Several procedural changes would aid a plaintiff bringing a case against a media outlet. For example, the bills create deadlines for a defendant to invoke the anti-SLAPP statute, but allows a plaintiff unlimited time to reply. And perhaps most egregiously, the legislation allows a plaintiff to avoid paying a defendant’s legal fees by dropping their case at least three days before a hearing on the defendant’s anti-SLAPP motion.

About anti-SLAPP laws

Anti-SLAPP laws are powerful tools to protect free speech on public matters, so having a broad, efficient and consequential anti-SLAPP law in place is vital to journalism and accurate, credible news reporting.

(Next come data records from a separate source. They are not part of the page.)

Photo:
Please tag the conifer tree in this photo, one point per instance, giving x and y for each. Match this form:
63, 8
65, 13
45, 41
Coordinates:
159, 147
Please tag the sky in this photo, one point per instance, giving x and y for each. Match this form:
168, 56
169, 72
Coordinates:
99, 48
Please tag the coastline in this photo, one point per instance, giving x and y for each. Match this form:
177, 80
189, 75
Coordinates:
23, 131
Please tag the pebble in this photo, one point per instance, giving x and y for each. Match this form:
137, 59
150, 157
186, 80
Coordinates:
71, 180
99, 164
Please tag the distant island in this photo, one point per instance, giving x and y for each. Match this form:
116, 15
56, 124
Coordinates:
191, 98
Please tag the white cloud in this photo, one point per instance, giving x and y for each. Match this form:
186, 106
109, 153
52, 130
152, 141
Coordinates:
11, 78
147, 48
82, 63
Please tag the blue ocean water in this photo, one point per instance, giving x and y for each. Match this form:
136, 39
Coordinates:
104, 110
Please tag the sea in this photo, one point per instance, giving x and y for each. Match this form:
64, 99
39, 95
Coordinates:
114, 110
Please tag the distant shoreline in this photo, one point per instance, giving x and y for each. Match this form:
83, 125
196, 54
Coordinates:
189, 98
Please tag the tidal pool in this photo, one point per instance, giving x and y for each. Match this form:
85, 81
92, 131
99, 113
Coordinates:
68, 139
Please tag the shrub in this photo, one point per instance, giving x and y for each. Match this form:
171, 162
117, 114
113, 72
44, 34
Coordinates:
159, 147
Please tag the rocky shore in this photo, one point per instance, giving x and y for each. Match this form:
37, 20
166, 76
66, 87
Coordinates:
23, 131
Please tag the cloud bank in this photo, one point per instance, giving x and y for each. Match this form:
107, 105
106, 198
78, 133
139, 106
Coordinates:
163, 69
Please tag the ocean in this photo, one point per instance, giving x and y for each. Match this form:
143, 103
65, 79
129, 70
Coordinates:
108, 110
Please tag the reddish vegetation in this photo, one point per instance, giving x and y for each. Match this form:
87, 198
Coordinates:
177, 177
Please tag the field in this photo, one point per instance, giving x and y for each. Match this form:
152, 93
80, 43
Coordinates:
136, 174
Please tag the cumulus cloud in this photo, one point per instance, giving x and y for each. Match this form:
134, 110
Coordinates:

An Anti-SLAPP law acts as a gatekeeper, allowing a case to be quickly dismissed (before legal bills mount) if a judge finds no merit to the plaintiff’s arguments.

Anti-SLAPP laws are available to everyone. Anti-SLAPP laws, including the TCPA, protect the conduct (protected speech), not individuals and entities. While these laws are primarily intended to help those with fewer resources defend against deep-pocketed plaintiffs, there are no income or other qualifications to meet to invoke anti-SLAPP. Donald Trump and Exxon have successfully invoked the TCPA to defeat lawsuits.

Strong anti-SLAPP laws apply to speech on matters before a governmental body, topics of public interest, or even more broadly any speech (public or private) on public matters. The TCPA explicitly protects speech on public matters in a variety of contexts, including communications between two parties, which is important for journalism.

They allow a defendant to efficiently resolve a legal case before racking up legal fees defending against a meritless case.

And fee recovery provisions provide monetary consequences for bringing meritless defamation or similar cases. A plaintiff who brings a meritless case that courts dismiss under an anti-SLAPP law may be ordered to reimburse the defendant’s legal costs. 

Anti-SLAPP cases do not significantly burden the courts, as some have charged. TCPA cases represent a fraction of the overall caseload. From 2011 to 2018, of the 83,717 appeals court opinions issued from 2011 through 2018, 0.32 percent (270) related to the TCPA. During that same eight-year stretch, only 15 of the Texas Supreme Court’s opinions dealt with the TCPA.

(Similarly, California’s broad anti-SLAPP law also has a minimal impact on courts. California’s Anti-SLAPP law also faced criticism that it was too broad and adversely affected the judicial system, one analysis showed anti-SLAPP motions in trial courts accounted for only 0.04 percent of all motions filed between 2014 and 2018, and only 1.2 percent of all appeals over the same period.)

TCPA is a model for other states across the country, and significant changes to the TCPA harm efforts to strengthen First Amendment protections around the country.